Öncelikle hatırlamanız gereken şey, mükemmel diye bir şeyin var olmadığı. Diyelim ki mükemmel diye bir şey var ve ona ulaştınız; mükemmele ulaşmanın sizi mutlu etmeyeceğinden emin olabilirsiniz. İnsanlar kusursuz gözükene hayran olur ama kendilerine benzeyene yakınlık hisseder. Dolayısıyla, kimse kusursuz, mükemmel bir insanla arkadaş ya da sevgili olmak istemez. Yani kusursuzluğun kabul görüp onaylandığı düşüncesi her durum için geçerli değildir.
Aslında hayatı dolu dolu yaşamak, mükemmel bir hayata sahip olmak değil, anlatacak birçok hikâyeye sahip olmaktır. İlginç, dinlenilesi hikayeler ise inişli çıkışlıdır. İnsana insan olduğunu hatırlatacak birçok detay barındırır. Düşe kalka ilerler. Tüm o hikayeleri kusursuz yapan kusur olduğuna inanılan detaylar içermesidir. Dolayısıyla, insanın insan olduğunu kabul etmesi ve hata yapabileceğiyle barışması gerekir.

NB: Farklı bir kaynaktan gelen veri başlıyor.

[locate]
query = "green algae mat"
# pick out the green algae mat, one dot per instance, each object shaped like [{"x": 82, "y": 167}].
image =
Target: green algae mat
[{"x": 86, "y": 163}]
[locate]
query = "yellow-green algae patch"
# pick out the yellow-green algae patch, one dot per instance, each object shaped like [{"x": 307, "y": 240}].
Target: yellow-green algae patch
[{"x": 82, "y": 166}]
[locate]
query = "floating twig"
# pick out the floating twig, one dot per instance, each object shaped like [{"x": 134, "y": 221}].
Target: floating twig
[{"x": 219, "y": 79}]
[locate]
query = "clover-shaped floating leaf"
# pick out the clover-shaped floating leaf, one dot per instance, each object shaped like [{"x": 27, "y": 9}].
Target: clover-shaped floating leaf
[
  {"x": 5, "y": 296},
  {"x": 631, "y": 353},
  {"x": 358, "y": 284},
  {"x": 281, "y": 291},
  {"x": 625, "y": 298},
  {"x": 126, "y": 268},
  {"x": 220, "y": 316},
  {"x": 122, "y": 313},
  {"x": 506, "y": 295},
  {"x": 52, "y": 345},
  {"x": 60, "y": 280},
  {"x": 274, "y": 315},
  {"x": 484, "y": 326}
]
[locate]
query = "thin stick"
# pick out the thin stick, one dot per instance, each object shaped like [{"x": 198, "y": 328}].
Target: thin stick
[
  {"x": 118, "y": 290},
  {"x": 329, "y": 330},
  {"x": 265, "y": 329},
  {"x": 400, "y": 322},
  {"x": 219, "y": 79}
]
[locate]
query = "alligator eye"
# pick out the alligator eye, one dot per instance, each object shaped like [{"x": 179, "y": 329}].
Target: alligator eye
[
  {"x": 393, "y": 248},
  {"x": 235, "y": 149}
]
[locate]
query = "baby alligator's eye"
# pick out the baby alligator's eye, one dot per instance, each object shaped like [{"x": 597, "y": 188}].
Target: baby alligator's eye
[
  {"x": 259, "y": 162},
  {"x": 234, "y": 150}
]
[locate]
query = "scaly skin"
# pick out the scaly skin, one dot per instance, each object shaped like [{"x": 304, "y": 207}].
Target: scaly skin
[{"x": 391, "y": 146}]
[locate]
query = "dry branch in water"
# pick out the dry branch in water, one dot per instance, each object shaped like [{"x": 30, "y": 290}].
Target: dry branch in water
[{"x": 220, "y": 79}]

Mükemmeliyetçiliğin üstesinden gelmek için sizin için mükemmel tanımının ne olduğunu somutlaştırın. Kendiniz için gerçekçi hedefler koyun. Sosyal medyada görünenin sadece gösterilmek istenen olduğunu, hiç kimsenin hayatının mükemmel olmadığını, yani kimsenin sonsuza kadar mutlu yaşamadığını kendinize hatırlatın. Ve tabii kusursuz olmaya çalışmaktansa, kusurlu olduğunuzu düşündüğünüz bir hayatı yönetmenin daha büyük bir güç olduğunu unutmayın.
Hep atlanılan bir gerçek; aslında diğer insanlara ilham veren kusursuzluk değil, sıradan olanı kabullenebilmeyi başarmaktır. Ne kadar unutturulmaya çalışılsa da aklınızda bulunsun.